My project is implement a interaction query for user to discover that data. Like we have a list of columns user can choose then user add to list and press view data. The current data store in Cassandra and we use Spark SQL to query from it.
The Data Flow is we have a raw log after be processed by Spark store into Cassandra. The data is time series with more than 20 columns and 4 metrics. Currently I tested because more than 20 dimensions into cluster keys so write to Cassandra is quite slow.
The idea here is load all data from Cassandra into Spark and cache it in memory.
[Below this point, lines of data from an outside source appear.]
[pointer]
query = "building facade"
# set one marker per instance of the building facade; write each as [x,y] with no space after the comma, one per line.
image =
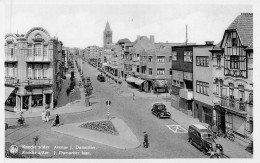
[203,84]
[32,73]
[233,78]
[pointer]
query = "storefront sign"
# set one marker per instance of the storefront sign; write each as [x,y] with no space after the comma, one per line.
[177,75]
[188,76]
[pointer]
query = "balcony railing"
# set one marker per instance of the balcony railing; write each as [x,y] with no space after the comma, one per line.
[234,105]
[9,58]
[11,81]
[38,59]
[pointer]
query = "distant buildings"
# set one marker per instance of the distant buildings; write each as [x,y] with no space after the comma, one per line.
[32,70]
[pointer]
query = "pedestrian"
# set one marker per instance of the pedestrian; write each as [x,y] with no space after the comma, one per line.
[57,120]
[68,91]
[214,130]
[48,114]
[44,115]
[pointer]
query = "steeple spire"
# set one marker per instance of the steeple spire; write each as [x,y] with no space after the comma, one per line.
[107,27]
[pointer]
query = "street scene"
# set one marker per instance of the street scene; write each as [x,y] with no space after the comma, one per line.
[127,96]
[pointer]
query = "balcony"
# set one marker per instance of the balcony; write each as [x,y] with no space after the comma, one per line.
[186,94]
[38,59]
[234,105]
[11,81]
[32,82]
[11,59]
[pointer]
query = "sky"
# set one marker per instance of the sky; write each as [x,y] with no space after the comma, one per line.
[81,25]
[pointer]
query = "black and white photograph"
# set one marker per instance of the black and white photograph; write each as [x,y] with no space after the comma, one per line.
[126,80]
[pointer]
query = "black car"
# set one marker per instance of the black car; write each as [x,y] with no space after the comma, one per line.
[202,138]
[101,78]
[160,111]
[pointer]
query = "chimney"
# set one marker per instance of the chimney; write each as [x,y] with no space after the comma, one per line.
[209,42]
[152,38]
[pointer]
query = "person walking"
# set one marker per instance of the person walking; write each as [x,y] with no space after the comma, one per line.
[48,114]
[57,120]
[145,140]
[214,130]
[44,115]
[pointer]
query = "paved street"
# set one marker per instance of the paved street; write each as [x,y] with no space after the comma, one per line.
[136,114]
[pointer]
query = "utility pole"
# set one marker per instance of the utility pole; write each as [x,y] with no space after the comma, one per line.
[186,42]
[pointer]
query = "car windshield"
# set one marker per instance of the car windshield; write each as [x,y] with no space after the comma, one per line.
[206,135]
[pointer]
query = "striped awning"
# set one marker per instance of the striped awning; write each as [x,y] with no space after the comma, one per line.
[8,91]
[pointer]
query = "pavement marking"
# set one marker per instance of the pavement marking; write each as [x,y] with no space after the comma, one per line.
[177,129]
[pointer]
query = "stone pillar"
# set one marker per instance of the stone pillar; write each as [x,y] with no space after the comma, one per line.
[30,103]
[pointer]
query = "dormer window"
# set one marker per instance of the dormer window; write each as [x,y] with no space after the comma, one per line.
[234,41]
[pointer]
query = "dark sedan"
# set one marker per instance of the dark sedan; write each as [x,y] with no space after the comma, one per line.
[160,111]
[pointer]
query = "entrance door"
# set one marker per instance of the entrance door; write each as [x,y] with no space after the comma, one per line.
[25,102]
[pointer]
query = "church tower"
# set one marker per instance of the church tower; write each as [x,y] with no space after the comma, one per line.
[107,35]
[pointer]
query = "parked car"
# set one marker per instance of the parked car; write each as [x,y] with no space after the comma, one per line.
[202,138]
[159,110]
[101,78]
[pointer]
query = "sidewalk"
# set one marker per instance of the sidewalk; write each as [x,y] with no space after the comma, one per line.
[231,149]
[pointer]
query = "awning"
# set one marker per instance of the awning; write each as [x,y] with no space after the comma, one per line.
[8,91]
[135,80]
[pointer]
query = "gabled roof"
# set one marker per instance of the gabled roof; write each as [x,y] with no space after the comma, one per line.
[243,24]
[107,27]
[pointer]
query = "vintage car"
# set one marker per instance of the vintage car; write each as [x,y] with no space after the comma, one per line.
[202,138]
[160,111]
[101,78]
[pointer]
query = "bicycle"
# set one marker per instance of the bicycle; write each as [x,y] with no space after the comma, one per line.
[229,134]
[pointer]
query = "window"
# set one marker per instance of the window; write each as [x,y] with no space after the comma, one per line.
[218,60]
[160,59]
[12,52]
[202,87]
[37,71]
[29,71]
[45,51]
[29,50]
[231,91]
[234,62]
[174,55]
[150,71]
[234,41]
[45,71]
[217,88]
[202,61]
[241,93]
[160,71]
[37,50]
[188,56]
[150,58]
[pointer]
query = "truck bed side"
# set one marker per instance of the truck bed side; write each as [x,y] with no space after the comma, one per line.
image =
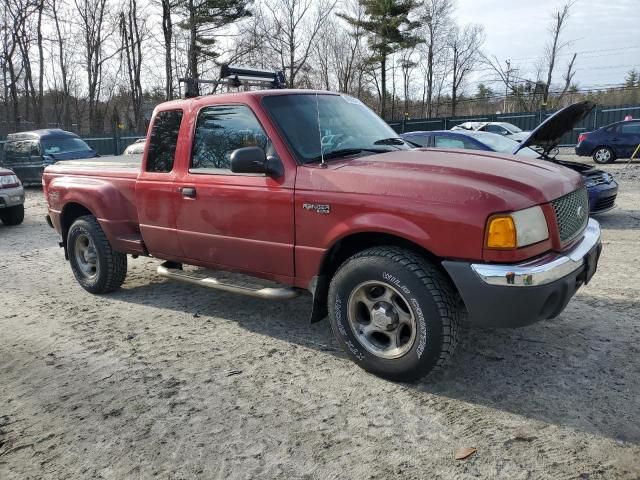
[105,189]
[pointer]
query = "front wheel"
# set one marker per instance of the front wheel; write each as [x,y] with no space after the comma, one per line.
[12,215]
[96,266]
[394,313]
[603,155]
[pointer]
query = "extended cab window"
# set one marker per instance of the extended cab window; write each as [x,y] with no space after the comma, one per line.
[221,130]
[163,140]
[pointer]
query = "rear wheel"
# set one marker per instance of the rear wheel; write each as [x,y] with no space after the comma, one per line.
[96,266]
[12,215]
[603,155]
[394,313]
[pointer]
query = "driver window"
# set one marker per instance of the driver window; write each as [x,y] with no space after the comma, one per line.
[496,129]
[219,131]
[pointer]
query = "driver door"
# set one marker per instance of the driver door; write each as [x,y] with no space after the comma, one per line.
[241,222]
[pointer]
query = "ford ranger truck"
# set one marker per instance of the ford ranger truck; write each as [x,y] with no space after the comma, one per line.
[313,191]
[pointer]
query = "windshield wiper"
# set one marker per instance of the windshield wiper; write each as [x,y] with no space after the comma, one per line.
[345,152]
[389,141]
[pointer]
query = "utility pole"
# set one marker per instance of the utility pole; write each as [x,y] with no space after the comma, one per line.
[506,87]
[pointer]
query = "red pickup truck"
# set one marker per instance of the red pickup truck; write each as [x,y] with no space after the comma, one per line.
[315,192]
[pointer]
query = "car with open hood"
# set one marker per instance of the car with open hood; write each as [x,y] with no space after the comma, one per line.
[28,153]
[613,141]
[541,143]
[505,129]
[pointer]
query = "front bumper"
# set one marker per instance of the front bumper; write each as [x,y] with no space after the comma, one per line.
[10,197]
[501,295]
[602,198]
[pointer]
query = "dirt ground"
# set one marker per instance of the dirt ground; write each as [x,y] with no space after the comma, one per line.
[163,380]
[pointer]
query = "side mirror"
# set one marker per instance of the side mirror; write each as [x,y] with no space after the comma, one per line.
[254,160]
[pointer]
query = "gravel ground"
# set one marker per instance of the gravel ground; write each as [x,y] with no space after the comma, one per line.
[163,380]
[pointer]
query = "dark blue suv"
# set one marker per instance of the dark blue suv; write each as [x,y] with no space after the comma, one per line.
[605,145]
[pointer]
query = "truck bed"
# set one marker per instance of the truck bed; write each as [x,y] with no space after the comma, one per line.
[106,188]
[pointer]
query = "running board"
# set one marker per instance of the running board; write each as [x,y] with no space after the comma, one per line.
[195,278]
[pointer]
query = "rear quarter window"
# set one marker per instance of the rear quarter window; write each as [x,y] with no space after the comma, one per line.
[163,140]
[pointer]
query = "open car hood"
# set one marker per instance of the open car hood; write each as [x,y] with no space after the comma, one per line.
[548,134]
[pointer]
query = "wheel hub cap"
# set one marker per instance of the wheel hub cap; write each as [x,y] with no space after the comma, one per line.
[381,319]
[384,317]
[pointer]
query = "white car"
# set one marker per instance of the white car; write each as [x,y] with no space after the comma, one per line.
[501,128]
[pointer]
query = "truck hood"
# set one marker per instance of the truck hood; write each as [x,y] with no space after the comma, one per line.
[549,133]
[457,176]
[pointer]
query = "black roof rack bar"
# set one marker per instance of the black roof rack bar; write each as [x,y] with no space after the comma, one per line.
[236,77]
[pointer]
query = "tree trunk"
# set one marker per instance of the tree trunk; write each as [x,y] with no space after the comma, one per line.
[167,31]
[193,46]
[383,83]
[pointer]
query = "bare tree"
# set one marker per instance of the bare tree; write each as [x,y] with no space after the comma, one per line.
[465,46]
[555,45]
[95,30]
[132,30]
[436,23]
[290,28]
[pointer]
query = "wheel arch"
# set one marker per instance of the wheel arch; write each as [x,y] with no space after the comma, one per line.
[70,213]
[347,246]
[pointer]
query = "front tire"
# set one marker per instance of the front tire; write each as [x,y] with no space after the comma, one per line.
[12,215]
[96,266]
[394,313]
[604,155]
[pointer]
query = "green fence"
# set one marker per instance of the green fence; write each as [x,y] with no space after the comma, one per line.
[599,116]
[114,144]
[108,144]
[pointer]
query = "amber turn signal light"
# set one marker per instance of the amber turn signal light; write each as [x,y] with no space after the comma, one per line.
[501,233]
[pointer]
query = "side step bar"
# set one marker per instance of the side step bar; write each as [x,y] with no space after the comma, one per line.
[282,293]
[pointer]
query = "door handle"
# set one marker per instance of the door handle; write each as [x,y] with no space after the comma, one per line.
[188,192]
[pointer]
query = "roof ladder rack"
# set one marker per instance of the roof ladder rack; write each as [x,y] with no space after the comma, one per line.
[236,77]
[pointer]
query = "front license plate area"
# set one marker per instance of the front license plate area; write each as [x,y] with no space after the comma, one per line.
[591,263]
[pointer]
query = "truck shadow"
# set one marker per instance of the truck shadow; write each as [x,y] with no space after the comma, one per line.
[573,371]
[619,219]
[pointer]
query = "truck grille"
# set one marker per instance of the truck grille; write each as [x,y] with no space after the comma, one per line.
[572,213]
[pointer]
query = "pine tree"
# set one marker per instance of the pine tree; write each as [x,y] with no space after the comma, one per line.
[389,29]
[203,19]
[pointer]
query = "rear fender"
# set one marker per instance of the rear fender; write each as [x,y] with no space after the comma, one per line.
[114,211]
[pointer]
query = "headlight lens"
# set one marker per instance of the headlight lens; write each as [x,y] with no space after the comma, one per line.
[518,229]
[9,181]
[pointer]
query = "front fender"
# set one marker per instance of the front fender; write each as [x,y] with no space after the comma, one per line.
[110,201]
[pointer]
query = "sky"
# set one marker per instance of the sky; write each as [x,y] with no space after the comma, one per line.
[605,34]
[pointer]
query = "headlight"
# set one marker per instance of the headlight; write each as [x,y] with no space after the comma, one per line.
[9,181]
[517,229]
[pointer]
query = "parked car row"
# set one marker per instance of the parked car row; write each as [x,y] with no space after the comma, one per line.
[601,186]
[11,198]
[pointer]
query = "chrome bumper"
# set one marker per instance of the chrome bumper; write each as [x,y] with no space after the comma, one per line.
[541,270]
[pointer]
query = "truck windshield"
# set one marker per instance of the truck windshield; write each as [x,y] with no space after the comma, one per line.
[63,145]
[317,125]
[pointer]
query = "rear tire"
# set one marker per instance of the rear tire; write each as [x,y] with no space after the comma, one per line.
[394,313]
[12,215]
[97,267]
[604,155]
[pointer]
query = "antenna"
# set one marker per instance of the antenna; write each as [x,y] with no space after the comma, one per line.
[322,162]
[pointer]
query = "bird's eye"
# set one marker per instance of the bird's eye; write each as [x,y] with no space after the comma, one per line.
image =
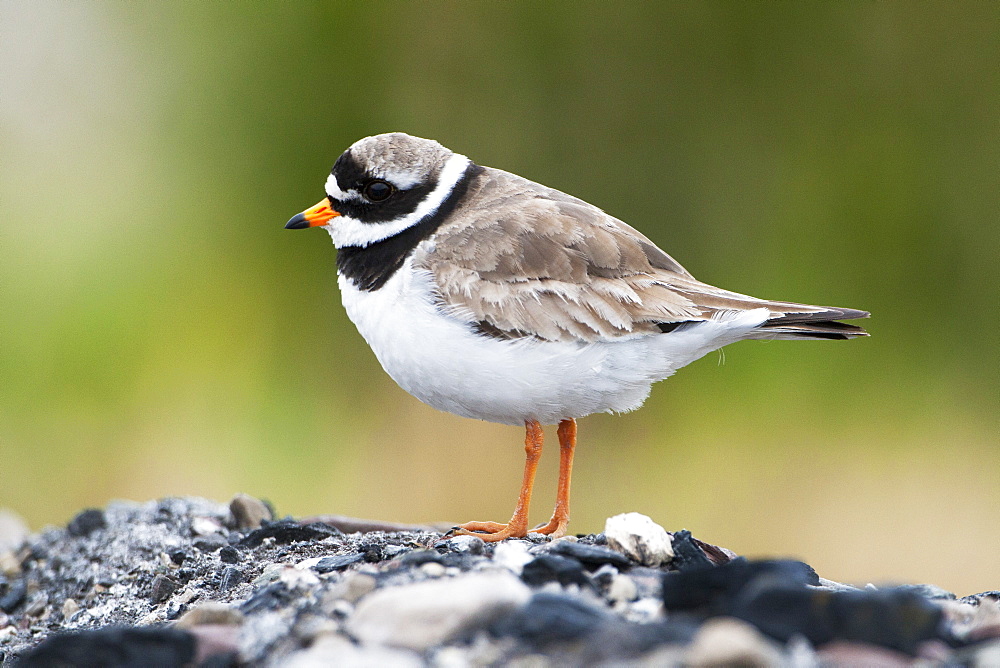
[377,191]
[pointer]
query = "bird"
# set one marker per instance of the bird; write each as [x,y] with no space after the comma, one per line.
[490,296]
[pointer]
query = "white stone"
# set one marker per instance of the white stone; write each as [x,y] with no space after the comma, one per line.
[298,578]
[622,588]
[425,614]
[432,569]
[335,650]
[640,538]
[13,530]
[727,641]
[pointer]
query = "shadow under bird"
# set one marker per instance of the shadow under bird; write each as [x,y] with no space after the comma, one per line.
[490,296]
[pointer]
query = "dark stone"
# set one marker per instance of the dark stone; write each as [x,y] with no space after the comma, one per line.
[550,617]
[592,556]
[289,531]
[687,555]
[270,597]
[86,522]
[418,557]
[897,619]
[162,589]
[374,554]
[976,599]
[117,647]
[229,555]
[338,562]
[712,590]
[230,577]
[14,596]
[552,567]
[210,543]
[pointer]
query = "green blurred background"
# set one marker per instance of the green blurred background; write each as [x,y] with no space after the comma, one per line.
[161,334]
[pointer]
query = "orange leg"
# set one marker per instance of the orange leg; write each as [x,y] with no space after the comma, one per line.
[518,525]
[567,446]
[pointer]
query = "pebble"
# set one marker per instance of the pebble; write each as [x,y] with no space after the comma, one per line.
[638,537]
[552,617]
[842,653]
[424,614]
[337,562]
[215,644]
[86,522]
[248,512]
[725,641]
[70,608]
[432,569]
[288,531]
[162,588]
[229,555]
[554,568]
[229,578]
[205,526]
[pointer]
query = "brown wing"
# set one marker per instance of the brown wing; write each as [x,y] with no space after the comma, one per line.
[525,260]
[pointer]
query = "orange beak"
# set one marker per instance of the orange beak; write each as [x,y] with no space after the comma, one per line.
[315,216]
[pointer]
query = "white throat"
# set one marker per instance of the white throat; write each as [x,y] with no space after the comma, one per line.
[347,231]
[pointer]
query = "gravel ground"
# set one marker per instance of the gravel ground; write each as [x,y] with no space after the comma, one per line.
[187,581]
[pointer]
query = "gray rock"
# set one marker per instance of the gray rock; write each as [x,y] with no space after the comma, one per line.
[13,530]
[726,641]
[248,512]
[639,538]
[421,615]
[336,650]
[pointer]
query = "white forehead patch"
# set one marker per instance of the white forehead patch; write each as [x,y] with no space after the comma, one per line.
[334,191]
[347,231]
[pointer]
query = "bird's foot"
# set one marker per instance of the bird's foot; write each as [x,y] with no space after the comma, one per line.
[491,532]
[556,528]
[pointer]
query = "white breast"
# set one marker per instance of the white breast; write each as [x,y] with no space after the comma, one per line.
[441,361]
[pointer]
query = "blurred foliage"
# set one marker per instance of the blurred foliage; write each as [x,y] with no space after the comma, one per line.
[161,334]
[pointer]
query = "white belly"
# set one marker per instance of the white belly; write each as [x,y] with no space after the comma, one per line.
[439,360]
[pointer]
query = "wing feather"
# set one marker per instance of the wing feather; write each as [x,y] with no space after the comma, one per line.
[521,260]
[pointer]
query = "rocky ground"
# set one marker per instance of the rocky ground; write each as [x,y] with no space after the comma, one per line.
[190,582]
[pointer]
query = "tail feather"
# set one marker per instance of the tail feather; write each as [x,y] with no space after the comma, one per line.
[821,324]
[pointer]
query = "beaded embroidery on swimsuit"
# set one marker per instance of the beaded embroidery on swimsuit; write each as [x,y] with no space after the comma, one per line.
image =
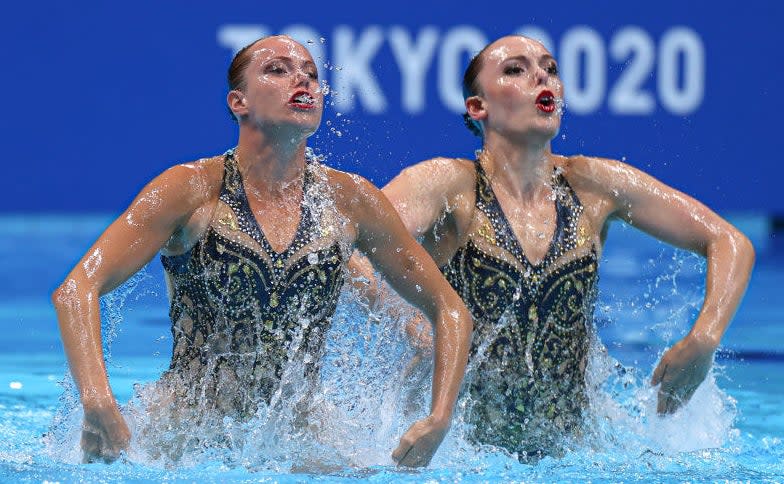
[531,324]
[240,310]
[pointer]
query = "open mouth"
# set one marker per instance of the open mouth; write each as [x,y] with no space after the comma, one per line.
[545,101]
[302,100]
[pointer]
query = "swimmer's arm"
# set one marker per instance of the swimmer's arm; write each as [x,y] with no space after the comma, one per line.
[423,193]
[412,273]
[682,221]
[159,210]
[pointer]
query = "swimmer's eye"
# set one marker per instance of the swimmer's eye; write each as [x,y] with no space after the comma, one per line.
[276,69]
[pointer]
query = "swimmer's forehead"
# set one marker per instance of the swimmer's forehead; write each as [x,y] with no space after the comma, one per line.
[280,47]
[516,47]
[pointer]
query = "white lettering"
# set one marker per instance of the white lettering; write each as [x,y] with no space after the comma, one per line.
[627,96]
[686,99]
[578,42]
[413,58]
[458,42]
[308,37]
[353,73]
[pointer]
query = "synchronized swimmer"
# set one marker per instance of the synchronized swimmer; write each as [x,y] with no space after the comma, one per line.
[256,243]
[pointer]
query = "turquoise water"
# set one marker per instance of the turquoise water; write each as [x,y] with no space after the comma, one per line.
[732,430]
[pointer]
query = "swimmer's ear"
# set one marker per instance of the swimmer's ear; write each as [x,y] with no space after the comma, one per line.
[237,105]
[475,107]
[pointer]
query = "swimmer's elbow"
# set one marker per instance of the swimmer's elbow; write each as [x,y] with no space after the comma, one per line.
[743,247]
[737,245]
[68,295]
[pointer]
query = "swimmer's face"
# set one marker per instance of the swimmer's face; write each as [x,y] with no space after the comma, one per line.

Provide a API to client and run query base on Spark Cache. But I don't know how to keep that cached data persist. I am try to use spark-job-server they have feature call share object. But not sure it works.
We can provide a cluster with more than 40 CPU cores and 100 GB RAM. We estimate data to query is about 100 GB.
What I have already tried:
- Try to store in Alluxio and load to Spark from that but the time to load is slow because when it load 4GB data Spark need to do 2 things first is read from Alluxio take more than 1 minutes and then store into disk (Spark Shuffle) cost more than 2 or 3 minutes. That mean is over the time we target under 1 minute. We tested 1 job in 8 CPU cores.
- Try to store in MemSQL but kind of costly. 1 days it cost 2GB RAM. Not sure the speed is keeping good when we scale.
- Try to use Cassandra but Cassandra does not support GROUP BY.
So, what I really want to know is my direction is right or not? What I can change to archive the goal (query like MySQL with a lot of group by, SUM, ORDER BY) return to client by a API.